What’s the difference between a drill and a priest? Nothing they both like screwing stuff!
What do you call an orphan who grows up and becomes a priest? Father Les.
What do priest and doctors have in common? They both do physicals on kids.
Have you heard of the new sequel to “the exorcist”? A woman hires the devil to get a priest out of her son
Why do priests like kids in wheelchairs? - Because they can’t run.
Roses are red, don’t touch the toys, these are what the priests use to lure in the boys.
whats the difference between McDonald’s and a priest nothing… they both stick their meat in ten year old buns
What is a priests favorite song? – Magic flute in A minor
What’s the difference between a Catholic Priest and a pedophile? One is Catholic
What is the difference between a Priest and a Doctor The Doctor doesn’t like to give physicals.
Why did Rolf Harris meet underage kids? To tie his kangaroo down sport
What’s the difference between a priest and a rabbi, the rabbi cuts it off the the priest sucks it off
What’s the difference between a priest and target?
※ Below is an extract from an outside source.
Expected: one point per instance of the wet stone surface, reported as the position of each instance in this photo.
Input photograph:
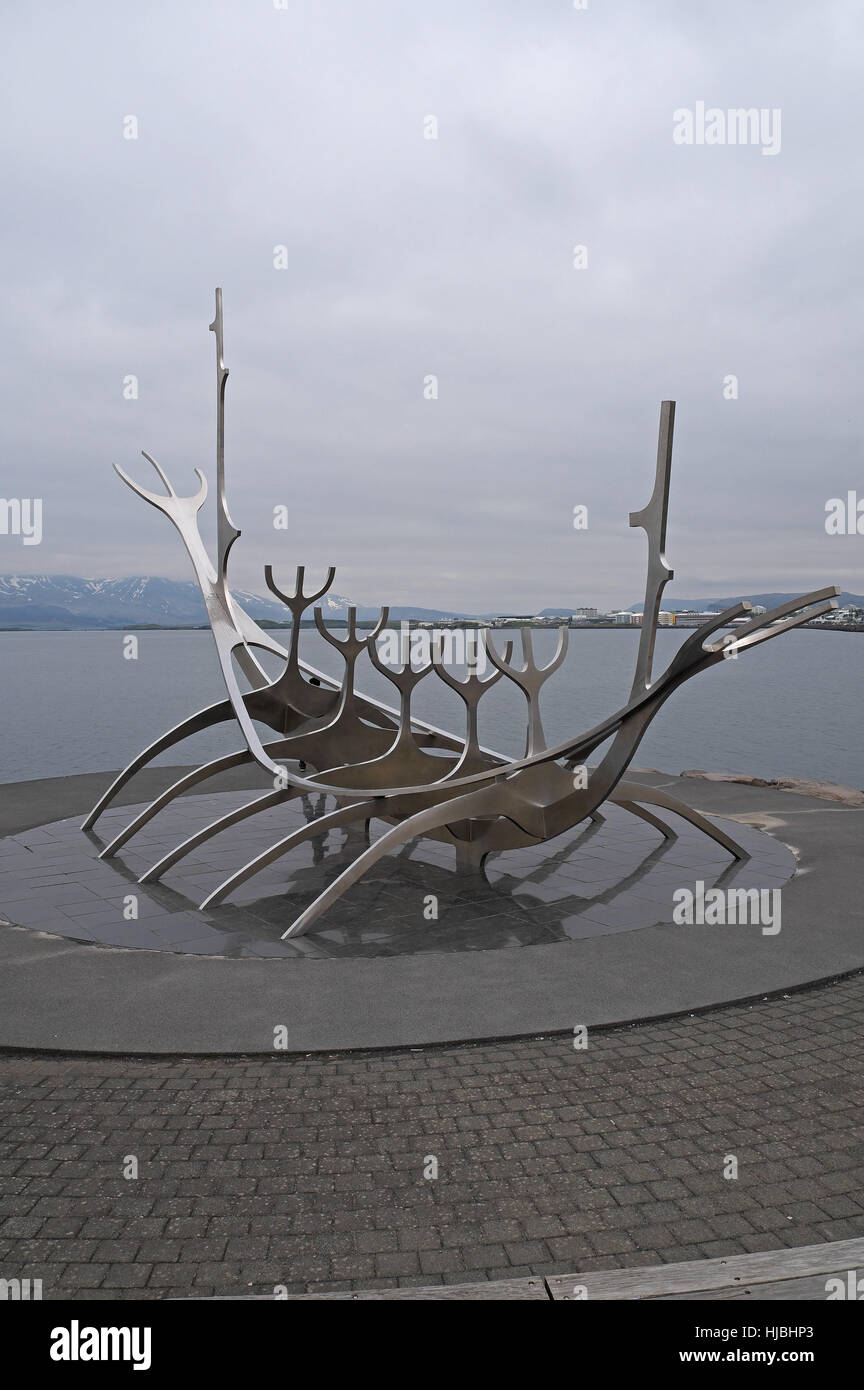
(599, 879)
Nothing, they both have children’s pants half off.
Ten Catholic priests all die in a bus accident. When they arrive at the pearly gates, St. Peter acknowledges them. He sees that they’re all priests and immediately says "If any of you are pedophiles, there’s no point waiting here. You might as well eff off straight to hell right now!” Nine of the priests turn around and begin to walk away. St. Peter calls after them, "AND TAKE THE DEAF BASTARD WITH YOU TOO!”
A priest and a pedophile walk into a bar. The bar tender says “Hey Jim!”